So, the code is running in the background, on the driver. I used that approach for the demo simplicity but it could also be a Dockerized container managed by Kubernetes, deployed at the same time as the streaming job.
A nice thing is that you can do whatever you want with these "backup" files. You can store them in a compressed format or put them into another storage to not penalize Apache Spark with too many small metadata files. On the other hand, this approach has also some drawbacks:
- The process of backup is decoupled from the streaming job. It means that if the backup process fails during the weekend and the streaming job executes correctly, and in consequence, compresses the files in _metadata, you will need some manual work to put the things back together.
- The data is physically copied - even though the metadata files are smaller than the data files, it's always an extra overhead.
- Finally, to make your job fully recoverable, you will need to do the same copy for all files, so for the checkpoint and state as well.
Overall, that's a lot of things to do. That's why there is another solution that requires some changes in Apache Spark codebase.
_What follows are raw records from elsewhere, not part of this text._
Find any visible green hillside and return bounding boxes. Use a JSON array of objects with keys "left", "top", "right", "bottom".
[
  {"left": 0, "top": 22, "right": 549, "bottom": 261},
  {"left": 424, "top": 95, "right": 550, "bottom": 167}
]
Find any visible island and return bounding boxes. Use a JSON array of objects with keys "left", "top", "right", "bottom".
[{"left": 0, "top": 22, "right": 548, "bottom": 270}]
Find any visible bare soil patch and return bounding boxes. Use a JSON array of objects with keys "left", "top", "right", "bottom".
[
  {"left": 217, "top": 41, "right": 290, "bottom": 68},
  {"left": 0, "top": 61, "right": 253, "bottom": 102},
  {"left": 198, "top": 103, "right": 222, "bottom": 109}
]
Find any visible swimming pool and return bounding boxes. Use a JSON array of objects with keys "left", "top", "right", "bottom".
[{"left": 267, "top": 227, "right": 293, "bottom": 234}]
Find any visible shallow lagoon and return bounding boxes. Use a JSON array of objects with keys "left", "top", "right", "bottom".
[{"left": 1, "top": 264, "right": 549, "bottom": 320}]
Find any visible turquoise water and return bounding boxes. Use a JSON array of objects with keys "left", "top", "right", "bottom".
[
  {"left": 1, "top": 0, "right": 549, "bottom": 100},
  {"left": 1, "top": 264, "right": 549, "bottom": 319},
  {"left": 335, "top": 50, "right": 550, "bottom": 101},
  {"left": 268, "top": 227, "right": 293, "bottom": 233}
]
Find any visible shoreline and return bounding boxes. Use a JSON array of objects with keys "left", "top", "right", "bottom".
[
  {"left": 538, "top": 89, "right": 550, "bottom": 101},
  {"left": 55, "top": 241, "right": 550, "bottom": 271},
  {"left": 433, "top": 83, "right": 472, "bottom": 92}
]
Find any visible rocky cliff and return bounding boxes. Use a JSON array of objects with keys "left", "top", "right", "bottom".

Batch number in the compressed file - prototype
To recall, the content of the compressed manifest file created by every micro-batch looks like that:
{"path":"file:///tmp/files_sink_manifest/output/part-00000-3346647b-f488-4860-bc44-41a57e42802c-c000.json","size":78,"isDir":false,"modificationTime":1587220544000,"blockReplication":1,"blockSize":33554432,"action":"add"} {"path":"file:///tmp/files_sink_manifest/output/part-00001-4475d324-4546-4597-beca-5a58235c78de-c000.json","size":52,"isDir":false,"modificationTime":1587220544000,"blockReplication":1,"blockSize":33554432,"action":"add"}
What's the problem? Let's imagine that I want to reprocess the data from the micro-batch 101. I invalidated all checkpoint location files to restart my processing from the correct Apache Kafka offset. But some files between 101 and the last micro-batch version (let's say 300) were compressed to the files number 100, 150, 200, 250, and 300, and at the same time, the not compressed ones were deleted. I have then no way to know what files between 100 and 150 I have to clean up before restarting my pipeline. Even though I would like to start from 100, I don't know what files were created by the batch 100. Normally that should be the files from the first X lines but it's rather a conventional approach.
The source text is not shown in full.